Unlike almost every other type of organization, however, educational institutions typically aren’t targeted by a random assortment of the malicious attackers populating the internet. Instead, they’re attacked by their own students. This makes an already frustrating situation all the more aggravating, yes, but this unique set of circumstances also gives schools an advantage when it comes to stemming the tidal wave of DDoS attacks.
Here are three tips for cutting down on DDoS outages.
- Get the right DDoS protection
Before you go paging Captain Obvious, you’ll want to bear in mind that not all DDoS protection is created equal, and the type your institution has can very much impact how often a distributed denial of service or DDoS attack is able to take down a website or online service. In order for an educational institution to adequately protect its students and the services they rely on 24 hours a day, leading cloud-based protection that is up and mitigating within ten seconds of the first inkling of attack traffic is necessary. This is a time to mitigation that should be included in an educational institution’s service level agreement with a DDoS mitigation provider. Also required is robust processing power that can allow for granular traffic analysis that allows legitimate traffic through with no delay even while the mitigation service is dealing with a huge amount of attack traffic. You should be looking for a protection provider with a network of data centers and scrubbing servers capable of handling at least 500 Gbps.
- When attacks are happening, open the lines of communication
Many attackers, including student attackers like the infamous Paras Jha who now owes Rutgers University $8.6 million for his repeated DDoS attacks, are motivated by the outage-induced outrage they witness while their attacks are ongoing. Rest assured that during a DDoS attack, the person behind it is likely to be refreshing Twitter, Reddit, WhatsApp, Facebook groups and any school forums and message boards to watch his or her fellow students react angrily. They love it.
In order to reduce how many distributed denial of service attacks they’re getting hit with, schools need to reduce the anger students are feeling and expressing when they happen. Schools need to put a plan in place for communicating to students what is happening when websites and services go down as well as updates on mitigation efforts that will help give students a grasp on when they might expect the attack to stop. As much as schools may feel the impulse to hide what is happening, being open and honest about it is better and will keep students from angrily demanding answers when things aren’t working as expected, and this will take a lot of fun out of it for the attackers.
- Have backup plans in place
While student attackers launching DDoS assaults to observe the outrage might be common, what’s even more common is student attackers launching DDoS assaults for the number one reason you would assume they’d want school systems down: to delay their exams.
Bringing in a backup internet service provider, even if just around exam time, is a simple way to outsmart the attackers who should have spent less time renting a botnet and more time studying.

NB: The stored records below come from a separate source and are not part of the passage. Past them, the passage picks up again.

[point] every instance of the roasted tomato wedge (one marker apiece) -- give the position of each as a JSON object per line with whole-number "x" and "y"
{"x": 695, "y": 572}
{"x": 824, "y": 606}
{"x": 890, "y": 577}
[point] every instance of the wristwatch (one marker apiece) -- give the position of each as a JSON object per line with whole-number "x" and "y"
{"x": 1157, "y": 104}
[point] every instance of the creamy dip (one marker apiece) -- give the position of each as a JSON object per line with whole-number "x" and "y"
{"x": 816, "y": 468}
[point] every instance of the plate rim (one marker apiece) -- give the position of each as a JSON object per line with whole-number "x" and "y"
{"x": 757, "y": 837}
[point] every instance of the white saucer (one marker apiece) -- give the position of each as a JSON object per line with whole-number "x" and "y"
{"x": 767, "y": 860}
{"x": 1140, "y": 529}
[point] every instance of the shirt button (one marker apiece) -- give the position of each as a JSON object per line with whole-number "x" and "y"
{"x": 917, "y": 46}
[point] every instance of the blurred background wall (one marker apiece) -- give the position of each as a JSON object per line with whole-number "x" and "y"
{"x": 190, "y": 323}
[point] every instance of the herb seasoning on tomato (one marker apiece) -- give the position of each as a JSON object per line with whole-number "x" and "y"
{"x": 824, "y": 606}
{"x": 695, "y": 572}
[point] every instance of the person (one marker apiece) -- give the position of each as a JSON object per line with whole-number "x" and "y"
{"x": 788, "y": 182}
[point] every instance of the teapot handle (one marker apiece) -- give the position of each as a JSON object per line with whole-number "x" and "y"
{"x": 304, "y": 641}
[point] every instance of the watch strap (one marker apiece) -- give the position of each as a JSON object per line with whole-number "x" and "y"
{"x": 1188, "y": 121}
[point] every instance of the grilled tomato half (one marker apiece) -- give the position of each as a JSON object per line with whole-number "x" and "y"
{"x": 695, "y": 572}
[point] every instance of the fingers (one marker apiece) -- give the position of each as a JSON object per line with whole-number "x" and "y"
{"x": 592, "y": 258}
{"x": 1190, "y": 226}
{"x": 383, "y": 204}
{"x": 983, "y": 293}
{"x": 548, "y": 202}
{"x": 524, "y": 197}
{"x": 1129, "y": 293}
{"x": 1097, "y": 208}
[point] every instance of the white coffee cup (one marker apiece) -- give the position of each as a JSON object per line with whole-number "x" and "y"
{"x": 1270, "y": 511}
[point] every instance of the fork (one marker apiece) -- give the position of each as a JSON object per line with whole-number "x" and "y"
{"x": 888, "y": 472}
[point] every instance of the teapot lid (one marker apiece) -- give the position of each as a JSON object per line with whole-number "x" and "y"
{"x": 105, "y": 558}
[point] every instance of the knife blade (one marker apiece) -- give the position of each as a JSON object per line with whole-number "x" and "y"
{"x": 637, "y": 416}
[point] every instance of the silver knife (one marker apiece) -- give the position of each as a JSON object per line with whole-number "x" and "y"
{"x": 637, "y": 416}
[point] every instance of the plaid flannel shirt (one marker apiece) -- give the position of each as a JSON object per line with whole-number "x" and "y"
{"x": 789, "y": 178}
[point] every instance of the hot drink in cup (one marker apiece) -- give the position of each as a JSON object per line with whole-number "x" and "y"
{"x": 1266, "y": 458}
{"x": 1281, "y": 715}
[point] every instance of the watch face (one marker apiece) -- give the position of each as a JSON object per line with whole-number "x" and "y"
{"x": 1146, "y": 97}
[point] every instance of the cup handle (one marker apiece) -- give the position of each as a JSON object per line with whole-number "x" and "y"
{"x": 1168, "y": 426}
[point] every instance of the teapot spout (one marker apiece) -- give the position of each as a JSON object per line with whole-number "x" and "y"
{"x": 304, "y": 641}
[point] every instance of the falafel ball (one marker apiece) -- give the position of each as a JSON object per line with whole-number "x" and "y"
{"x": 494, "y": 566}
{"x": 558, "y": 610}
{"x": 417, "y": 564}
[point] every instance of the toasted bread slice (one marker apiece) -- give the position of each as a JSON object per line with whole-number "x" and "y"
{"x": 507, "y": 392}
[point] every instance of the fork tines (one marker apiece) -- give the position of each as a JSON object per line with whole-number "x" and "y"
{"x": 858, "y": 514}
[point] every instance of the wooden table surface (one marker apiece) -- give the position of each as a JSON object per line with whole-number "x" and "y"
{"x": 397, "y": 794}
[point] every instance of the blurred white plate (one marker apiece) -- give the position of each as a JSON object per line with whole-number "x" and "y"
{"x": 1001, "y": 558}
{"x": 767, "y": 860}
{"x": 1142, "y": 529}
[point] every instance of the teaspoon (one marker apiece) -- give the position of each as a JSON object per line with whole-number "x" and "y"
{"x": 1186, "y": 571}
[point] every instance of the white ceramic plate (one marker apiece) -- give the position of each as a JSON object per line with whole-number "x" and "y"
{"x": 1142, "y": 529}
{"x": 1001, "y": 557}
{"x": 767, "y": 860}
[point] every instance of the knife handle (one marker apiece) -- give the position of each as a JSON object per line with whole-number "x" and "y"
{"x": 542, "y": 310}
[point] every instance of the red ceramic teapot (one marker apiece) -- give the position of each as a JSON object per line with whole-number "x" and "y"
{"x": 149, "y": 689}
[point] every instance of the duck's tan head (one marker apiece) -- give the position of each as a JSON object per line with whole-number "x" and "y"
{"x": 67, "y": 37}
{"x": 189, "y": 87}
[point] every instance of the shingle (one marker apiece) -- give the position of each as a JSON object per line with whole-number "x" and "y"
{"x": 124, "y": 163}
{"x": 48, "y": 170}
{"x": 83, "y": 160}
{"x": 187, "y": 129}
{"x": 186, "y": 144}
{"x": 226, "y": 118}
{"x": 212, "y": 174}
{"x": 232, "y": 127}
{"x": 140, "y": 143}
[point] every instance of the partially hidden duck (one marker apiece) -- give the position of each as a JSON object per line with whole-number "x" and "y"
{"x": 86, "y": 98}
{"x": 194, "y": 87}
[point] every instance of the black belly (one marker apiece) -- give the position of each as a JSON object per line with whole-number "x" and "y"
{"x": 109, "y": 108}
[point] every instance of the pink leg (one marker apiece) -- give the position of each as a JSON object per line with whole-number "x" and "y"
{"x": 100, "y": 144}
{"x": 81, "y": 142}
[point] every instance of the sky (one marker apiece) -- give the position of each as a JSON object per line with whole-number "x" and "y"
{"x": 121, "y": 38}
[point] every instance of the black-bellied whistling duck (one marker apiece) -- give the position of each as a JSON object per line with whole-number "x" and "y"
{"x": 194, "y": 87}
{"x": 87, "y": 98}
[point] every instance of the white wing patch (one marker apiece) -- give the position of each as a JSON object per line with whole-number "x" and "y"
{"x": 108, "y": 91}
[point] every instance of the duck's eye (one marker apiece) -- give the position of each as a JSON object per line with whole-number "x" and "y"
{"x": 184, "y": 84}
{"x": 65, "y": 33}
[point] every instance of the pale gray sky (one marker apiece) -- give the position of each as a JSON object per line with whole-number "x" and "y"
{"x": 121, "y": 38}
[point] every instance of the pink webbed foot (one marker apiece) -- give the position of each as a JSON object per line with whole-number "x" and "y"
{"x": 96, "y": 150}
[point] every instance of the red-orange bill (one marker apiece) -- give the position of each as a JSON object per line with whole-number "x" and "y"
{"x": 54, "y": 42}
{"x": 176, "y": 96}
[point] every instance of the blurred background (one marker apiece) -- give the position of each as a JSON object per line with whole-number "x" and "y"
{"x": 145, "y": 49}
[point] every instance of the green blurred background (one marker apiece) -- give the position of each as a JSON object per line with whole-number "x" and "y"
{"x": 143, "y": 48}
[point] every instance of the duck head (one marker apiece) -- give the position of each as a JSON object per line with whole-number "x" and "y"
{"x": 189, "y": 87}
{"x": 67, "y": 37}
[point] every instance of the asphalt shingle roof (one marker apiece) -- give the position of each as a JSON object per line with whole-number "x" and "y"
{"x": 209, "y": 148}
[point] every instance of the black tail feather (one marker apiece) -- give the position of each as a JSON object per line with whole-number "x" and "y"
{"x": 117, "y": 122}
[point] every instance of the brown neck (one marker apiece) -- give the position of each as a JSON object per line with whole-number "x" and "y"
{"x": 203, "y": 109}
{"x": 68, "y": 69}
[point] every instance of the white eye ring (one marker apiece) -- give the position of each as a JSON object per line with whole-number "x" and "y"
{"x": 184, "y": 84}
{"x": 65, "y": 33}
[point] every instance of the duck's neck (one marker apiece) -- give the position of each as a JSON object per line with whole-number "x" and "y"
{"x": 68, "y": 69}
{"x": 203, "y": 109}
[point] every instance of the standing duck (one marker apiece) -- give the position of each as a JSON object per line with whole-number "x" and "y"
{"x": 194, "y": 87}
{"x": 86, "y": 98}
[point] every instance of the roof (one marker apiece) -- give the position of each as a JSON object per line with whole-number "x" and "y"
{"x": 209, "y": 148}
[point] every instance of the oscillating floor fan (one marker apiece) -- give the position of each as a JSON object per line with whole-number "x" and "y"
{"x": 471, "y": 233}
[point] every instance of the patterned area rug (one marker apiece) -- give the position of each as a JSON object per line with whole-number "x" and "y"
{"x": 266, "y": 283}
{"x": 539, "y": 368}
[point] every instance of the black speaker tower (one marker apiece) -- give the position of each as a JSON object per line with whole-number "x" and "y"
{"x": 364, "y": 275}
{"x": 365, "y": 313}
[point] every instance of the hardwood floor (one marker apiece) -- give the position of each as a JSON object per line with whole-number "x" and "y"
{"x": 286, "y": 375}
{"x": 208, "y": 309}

There aren’t many people on a student budget who are going to keep spending their pizza money on DDoS for hire services that don’t work.
The point is making it pointless
Unlike other organizations that are contending with a wide range of DDoS motivations, educational institutions are mostly dealing with a specific group of attackers with only a few different reasons behind the mayhem they cause. In a way, when it comes to distributed denial of service attacks, a school’s greatest annoyance is actually its greatest strength.
Getting the right DDoS mitigation should take care of the issue altogether, but if that currently isn’t an option, taking the fun and payoff out of DDoS attacks should do it.